一体なんだ、エクス・ルナ・スキエンティスって。なんなんだ、その組織を率いる凄まじい強さの男って。
………………………………………………………
デルセクト極北の街、そこは一面火の海になっていた。アド・アストラが用意した一千万の軍は必死に抵抗したが……『それ』はほぼ単独で大軍勢を片付け、悠々と崩れ去る街を歩く。
「おうゴルァ!もう敵はいねぇのかよ!これが天下のアド・アストラ様のお力ってか!大したことねぇなぁ!!」
「うぉおおお!!流石は俺達のキング!バシレウス様だぁあああ!!」
その男の名はバシレウス、彼の率いるエクス・ルナ・スキエンティスはアド・アストラの大軍勢と真っ向からぶつかり、完膚なきまでに破砕したのだ。
マレウスからアルクカースを目指し進む彼らは転移魔力機構やフォルミカリウス改のような空飛ぶ移動手段を持たない。故に、陸路で来た。デルセクトを横断するように進み、邪魔する軍を蹴散らし、唯一無二の武力により我を押し通したのだ。
「ケッ!面白くねぇ、将軍も総司令も出てきやしねぇ、雑魚ばっかり相手してもつまんねーんだよ」
蹴りの一つで家屋を倒壊させれば、エクス・ルナ・スキエンティスの兵士達がワラワラと家屋に飛び乗り、ガサガサと瓦礫を漁り。
「うぉ、キング!」
「キングって言うな!」
「やっぱりこの街の連中!たんまり溜め込んでましたぜ!ほらこんなに金貨が!金目のものが大量に!」
「流石はデルセクトだぜヤッホー!エクス・ルナ・スキエンティスの活動資金にしましょうよ!」
そう言って持ってくるのは大量の金銀財宝、それがバシレウスに次々と献上されるが。
「捨ててけ、こんなもん」
「え!?なんで!?」
「邪魔だろこんなもん抱えてても!俺達ぁ小遣い稼ぎに来たんじゃねぇんだよ、金が欲しけりゃそのうち街でも襲えばいいだろ、今じゃねぇ」
ポケットに手を突っ込み歩く彼はただ一点を目指して進む。兵士達が守ろうとした道の先。即ち、アルクカースに通じる国境……。
「イノケンティウスが面白そうなことやってんだろ、そこには将軍も魔女の弟子もいるんだろ、だったら全員纏めて俺達でぶっ殺してやろうぜ。
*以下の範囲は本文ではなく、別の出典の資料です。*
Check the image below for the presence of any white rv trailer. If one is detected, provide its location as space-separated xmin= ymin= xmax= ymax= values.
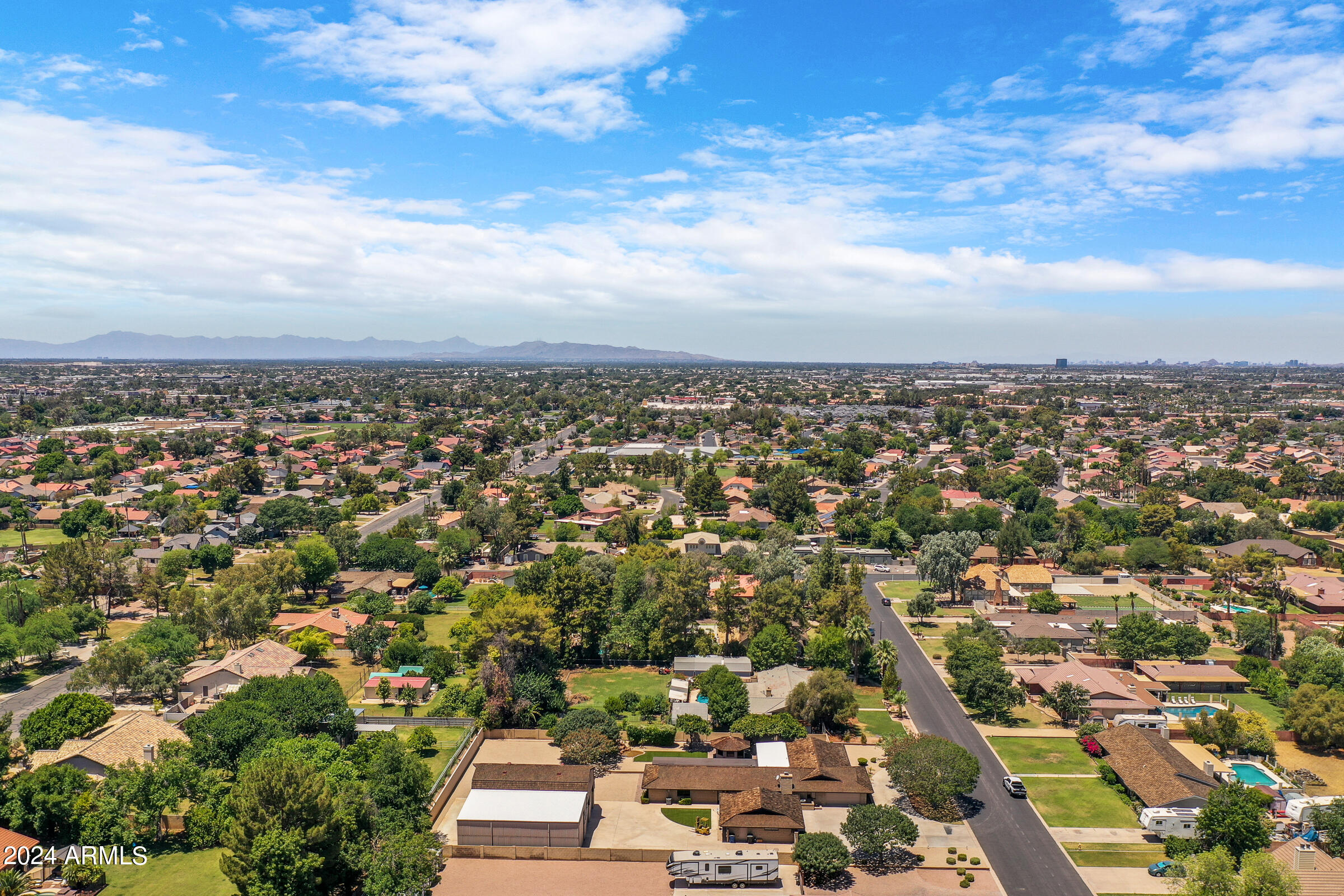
xmin=668 ymin=849 xmax=780 ymax=886
xmin=1284 ymin=796 xmax=1340 ymax=821
xmin=1138 ymin=809 xmax=1199 ymax=838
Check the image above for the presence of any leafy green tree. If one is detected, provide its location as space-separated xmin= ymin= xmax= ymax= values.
xmin=883 ymin=735 xmax=980 ymax=808
xmin=1197 ymin=781 xmax=1270 ymax=860
xmin=840 ymin=803 xmax=920 ymax=865
xmin=19 ymin=693 xmax=113 ymax=752
xmin=220 ymin=757 xmax=340 ymax=896
xmin=1040 ymin=681 xmax=1091 ymax=721
xmin=793 ymin=832 xmax=851 ymax=884
xmin=0 ymin=763 xmax=94 ymax=843
xmin=785 ymin=669 xmax=859 ymax=731
xmin=295 ymin=535 xmax=340 ymax=599
xmin=747 ymin=622 xmax=799 ymax=670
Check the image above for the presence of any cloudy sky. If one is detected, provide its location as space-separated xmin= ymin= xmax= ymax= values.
xmin=0 ymin=0 xmax=1344 ymax=361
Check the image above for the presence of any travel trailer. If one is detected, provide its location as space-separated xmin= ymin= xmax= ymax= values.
xmin=668 ymin=849 xmax=780 ymax=886
xmin=1138 ymin=809 xmax=1199 ymax=838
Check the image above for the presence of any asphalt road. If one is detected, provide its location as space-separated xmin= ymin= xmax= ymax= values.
xmin=359 ymin=486 xmax=442 ymax=542
xmin=863 ymin=575 xmax=1091 ymax=896
xmin=0 ymin=662 xmax=82 ymax=731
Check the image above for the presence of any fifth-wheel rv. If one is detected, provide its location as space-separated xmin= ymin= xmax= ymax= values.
xmin=668 ymin=849 xmax=780 ymax=886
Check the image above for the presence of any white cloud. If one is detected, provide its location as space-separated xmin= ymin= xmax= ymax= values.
xmin=0 ymin=102 xmax=1344 ymax=341
xmin=644 ymin=64 xmax=695 ymax=93
xmin=298 ymin=100 xmax=402 ymax=128
xmin=232 ymin=0 xmax=689 ymax=139
xmin=640 ymin=168 xmax=691 ymax=184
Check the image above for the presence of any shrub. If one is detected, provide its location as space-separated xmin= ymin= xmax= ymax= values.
xmin=561 ymin=728 xmax=617 ymax=766
xmin=60 ymin=862 xmax=108 ymax=889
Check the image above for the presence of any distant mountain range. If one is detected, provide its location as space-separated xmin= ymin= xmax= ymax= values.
xmin=0 ymin=330 xmax=720 ymax=361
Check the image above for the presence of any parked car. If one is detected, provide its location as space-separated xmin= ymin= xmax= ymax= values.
xmin=1148 ymin=858 xmax=1176 ymax=877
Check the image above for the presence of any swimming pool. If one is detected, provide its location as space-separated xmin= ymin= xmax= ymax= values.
xmin=1231 ymin=762 xmax=1278 ymax=787
xmin=1163 ymin=703 xmax=1223 ymax=718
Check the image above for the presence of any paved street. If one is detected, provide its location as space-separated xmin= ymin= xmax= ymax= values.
xmin=864 ymin=575 xmax=1091 ymax=896
xmin=359 ymin=486 xmax=442 ymax=542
戦争も何もかも全部めちゃくちゃにしてやろうや!!」
牙を見せ笑う、参戦を宣言する。エクス・ルナ・スキエンティスという武力を戦争にぶつけ、より一層混沌とさせるため。ゴルゴネイオンともアド・アストラとも違う思惑……即ちただただ混迷させる為だけの暴力的な野心が邁進する。
「誰がこの世で一番強えか、教えてやるぜ」
そして、進む。文句なしに現状に於いて……人類最強と言える男が、アルクカースへと進んでいくのであった。